The document shall specify:
- Firms, registered offices and registration numbers of all companies involved in the reorganisation and the type of company to be formed;
- the type of company involved in the cross-border reorganisation;
- information that capital companies involved in the cross-border reorganisation have in force the rules on employee participation, if applicable;
- details of the collateral arrangements available to creditors;
- information on the assessment of the assets and liabilities of the transferred property to the receiving company;
- the date of approval of the company's economic activity report on which the cross-border division rules are based;
- The exchange rate of shares (shares) of companies and the amount of the premium (if any);
- The division of capital shares (shares) between the members of the acquiring company;
- The terms of transfer of capital shares (shares) of the acquiring company to the shareholders of the company being divided;
- The amount of remuneration of members who vote against the reorganisation at the meeting of the members and require the public to repurchase their shares;
- The time from which the transferred capital shares are entitled to a dividend or a share of the profits of the acquiring company and the terms affecting that period (if any);
- The rights conferred on the holders of the capital shares of each category of capital of the company being divided by the receiving company;
- The distribution of the property of the company to be divided between the acquiring companies.
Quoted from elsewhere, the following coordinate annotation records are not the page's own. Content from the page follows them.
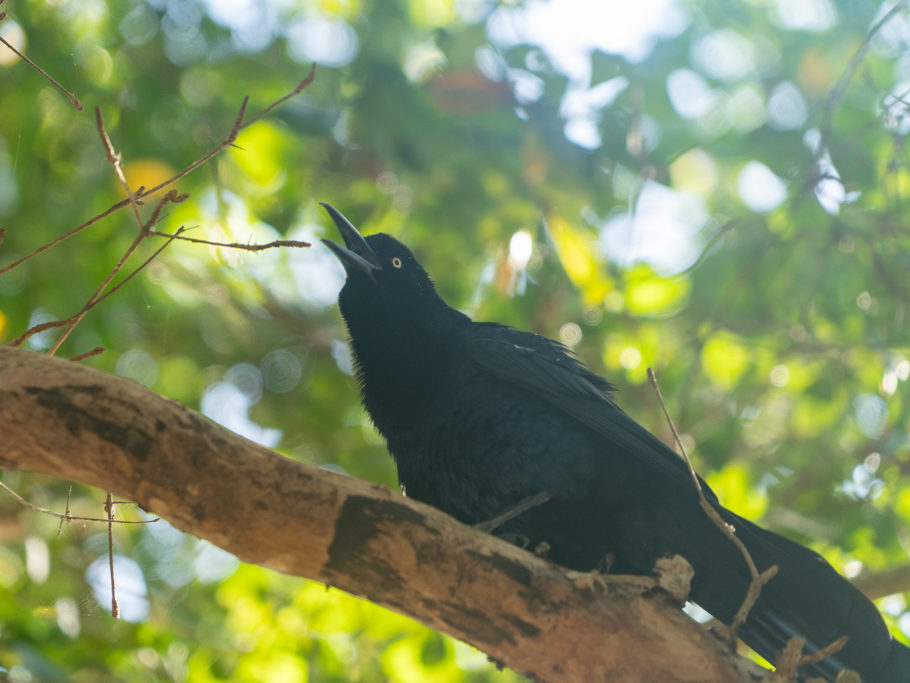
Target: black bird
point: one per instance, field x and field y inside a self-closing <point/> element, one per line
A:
<point x="480" y="416"/>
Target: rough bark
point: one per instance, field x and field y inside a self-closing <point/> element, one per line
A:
<point x="79" y="424"/>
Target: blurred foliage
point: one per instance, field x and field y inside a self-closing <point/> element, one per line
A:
<point x="719" y="193"/>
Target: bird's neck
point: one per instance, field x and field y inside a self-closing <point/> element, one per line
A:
<point x="402" y="369"/>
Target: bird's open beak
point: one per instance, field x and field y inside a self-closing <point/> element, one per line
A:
<point x="356" y="254"/>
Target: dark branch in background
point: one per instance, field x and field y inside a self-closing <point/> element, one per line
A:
<point x="143" y="192"/>
<point x="837" y="92"/>
<point x="72" y="98"/>
<point x="758" y="579"/>
<point x="888" y="582"/>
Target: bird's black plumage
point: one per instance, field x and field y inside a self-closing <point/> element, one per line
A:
<point x="479" y="416"/>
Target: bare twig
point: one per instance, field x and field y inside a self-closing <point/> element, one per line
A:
<point x="88" y="354"/>
<point x="69" y="493"/>
<point x="521" y="506"/>
<point x="109" y="509"/>
<point x="66" y="516"/>
<point x="97" y="296"/>
<point x="143" y="192"/>
<point x="114" y="159"/>
<point x="96" y="299"/>
<point x="303" y="85"/>
<point x="235" y="245"/>
<point x="72" y="98"/>
<point x="758" y="579"/>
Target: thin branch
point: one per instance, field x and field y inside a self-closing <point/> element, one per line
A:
<point x="67" y="516"/>
<point x="142" y="192"/>
<point x="109" y="508"/>
<point x="72" y="98"/>
<point x="98" y="297"/>
<point x="73" y="320"/>
<point x="114" y="159"/>
<point x="69" y="493"/>
<point x="758" y="579"/>
<point x="522" y="506"/>
<point x="88" y="354"/>
<point x="235" y="245"/>
<point x="303" y="85"/>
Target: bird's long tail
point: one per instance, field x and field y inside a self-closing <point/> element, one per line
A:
<point x="809" y="598"/>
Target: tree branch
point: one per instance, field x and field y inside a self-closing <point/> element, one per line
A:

The deed of distribution of property may be attached to the contract as a separate document;
- The rights conferred on the members of the supervisory bodies and executive bodies of the company being divided by the receiving company;
- The date on which the transactions of the company to be divided in the accounts of the acquiring company will be treated as transactions of the acquiring company;
- The consequences of reorganisation for the employees of the company being divided;
- The activities to be carried out in the reorganisation process and the time limits for their performance.